As Katia comments, it’s relentless Groundhog Day. The details of caring for a person with dementia are unsparingly described. The bathroom routines that often go grossly wrong, the dressing in the morning and undressing in the evening, the meals to be prepared and eaten . . . They’re one thing. Then there are the repetitious conversations and explanations, the absences of memory and the flare-ups of anger and even violence. Eleanor was always haughty and “refined”, very different from Tess’s mother, and still tries to be refined despite her illness. Tess is kind to her. But her thoughts, thoughts she reveals to the hapless Don on Skype, are increasingly unkind. When her own mother got terminal cancer she chose to end her life rather than suffer its indignities, and Katia implies that Tess considers this the better course.

Katia herself is mysterious.

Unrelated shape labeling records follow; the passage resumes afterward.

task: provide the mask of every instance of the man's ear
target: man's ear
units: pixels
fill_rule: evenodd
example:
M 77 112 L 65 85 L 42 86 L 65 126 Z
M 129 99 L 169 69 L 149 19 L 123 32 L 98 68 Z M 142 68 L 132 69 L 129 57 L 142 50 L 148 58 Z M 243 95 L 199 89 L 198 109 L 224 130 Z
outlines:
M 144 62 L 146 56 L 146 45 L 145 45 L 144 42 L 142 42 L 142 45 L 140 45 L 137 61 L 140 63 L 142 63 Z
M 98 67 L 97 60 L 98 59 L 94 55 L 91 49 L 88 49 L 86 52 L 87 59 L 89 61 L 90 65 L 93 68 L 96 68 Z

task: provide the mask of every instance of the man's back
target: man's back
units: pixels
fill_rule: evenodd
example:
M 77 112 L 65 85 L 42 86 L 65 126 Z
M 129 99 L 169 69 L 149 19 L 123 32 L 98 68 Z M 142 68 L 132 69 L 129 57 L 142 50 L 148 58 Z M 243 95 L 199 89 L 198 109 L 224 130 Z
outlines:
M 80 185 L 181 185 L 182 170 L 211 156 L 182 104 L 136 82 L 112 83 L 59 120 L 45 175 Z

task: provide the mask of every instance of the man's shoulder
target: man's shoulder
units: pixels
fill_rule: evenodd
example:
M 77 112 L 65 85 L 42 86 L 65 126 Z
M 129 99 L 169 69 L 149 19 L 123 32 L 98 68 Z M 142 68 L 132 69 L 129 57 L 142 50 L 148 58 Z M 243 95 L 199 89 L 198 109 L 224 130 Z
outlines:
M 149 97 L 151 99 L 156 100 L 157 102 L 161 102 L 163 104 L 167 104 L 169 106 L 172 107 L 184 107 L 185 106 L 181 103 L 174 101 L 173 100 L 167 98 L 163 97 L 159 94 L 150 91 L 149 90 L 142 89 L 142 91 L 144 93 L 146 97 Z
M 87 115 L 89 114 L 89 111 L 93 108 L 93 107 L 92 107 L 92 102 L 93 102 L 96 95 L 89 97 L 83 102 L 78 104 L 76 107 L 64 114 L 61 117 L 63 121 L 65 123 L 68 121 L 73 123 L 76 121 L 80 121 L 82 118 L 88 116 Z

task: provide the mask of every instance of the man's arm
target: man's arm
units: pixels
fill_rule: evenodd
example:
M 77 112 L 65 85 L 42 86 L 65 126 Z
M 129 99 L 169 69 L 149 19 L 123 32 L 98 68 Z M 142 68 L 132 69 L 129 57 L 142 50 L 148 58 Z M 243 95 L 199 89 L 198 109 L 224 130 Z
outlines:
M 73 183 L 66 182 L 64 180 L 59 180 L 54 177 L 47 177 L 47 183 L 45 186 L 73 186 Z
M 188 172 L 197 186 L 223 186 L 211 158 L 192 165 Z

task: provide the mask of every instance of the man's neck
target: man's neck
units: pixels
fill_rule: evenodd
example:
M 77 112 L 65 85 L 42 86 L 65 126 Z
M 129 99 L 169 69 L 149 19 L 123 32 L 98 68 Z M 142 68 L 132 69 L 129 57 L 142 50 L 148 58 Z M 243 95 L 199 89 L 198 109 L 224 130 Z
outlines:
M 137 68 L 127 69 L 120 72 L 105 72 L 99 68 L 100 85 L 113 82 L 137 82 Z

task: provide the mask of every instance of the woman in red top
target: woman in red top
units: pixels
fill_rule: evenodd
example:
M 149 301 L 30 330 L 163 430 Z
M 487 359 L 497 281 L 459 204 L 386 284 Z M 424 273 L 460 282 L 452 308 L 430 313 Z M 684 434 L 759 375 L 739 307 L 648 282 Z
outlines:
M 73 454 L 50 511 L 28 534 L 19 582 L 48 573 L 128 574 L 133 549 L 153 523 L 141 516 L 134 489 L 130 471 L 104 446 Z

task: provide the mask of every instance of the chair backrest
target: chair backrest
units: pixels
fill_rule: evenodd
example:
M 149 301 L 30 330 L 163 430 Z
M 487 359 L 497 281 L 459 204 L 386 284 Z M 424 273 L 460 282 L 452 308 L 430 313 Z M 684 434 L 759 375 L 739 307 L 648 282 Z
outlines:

She is ever-present, aware of everything that’s going on, yet her mother never appeals to her for help with Eleanor or even talks to her. She and Eleanor do talk, however – they’re confidantes, in fact. The reason for all this is, satisfyingly, guessable only quite a long way into the novel.

As well as the intriguing Katia, there are other interesting devices that lift the narrative. There is the spider with a Big Brother persona – this is a novel that abounds in popular cultural references – who gives Katia advice. Her David Attenborough-style commentaries (his programmes are a favourite of Eleanor's) on the aged human are funny as well as merciless.

The subject of dementia is a prevalent one just now in novels, as it seems to be in life. It could be said to be a flavour-of-the- month subject. It’s a grim enough one, but Beaufoy infuses it with a lightness of touch that makes it sympathetic. And in her resolution – though with this subject the resolution can hardly be happy – she also expresses her romantic side in a manner that is fanciful but also pleasing. Another of her achievements is to succeed in making the not-very-nice Eleanor as affecting in her predicament as Tess is in hers.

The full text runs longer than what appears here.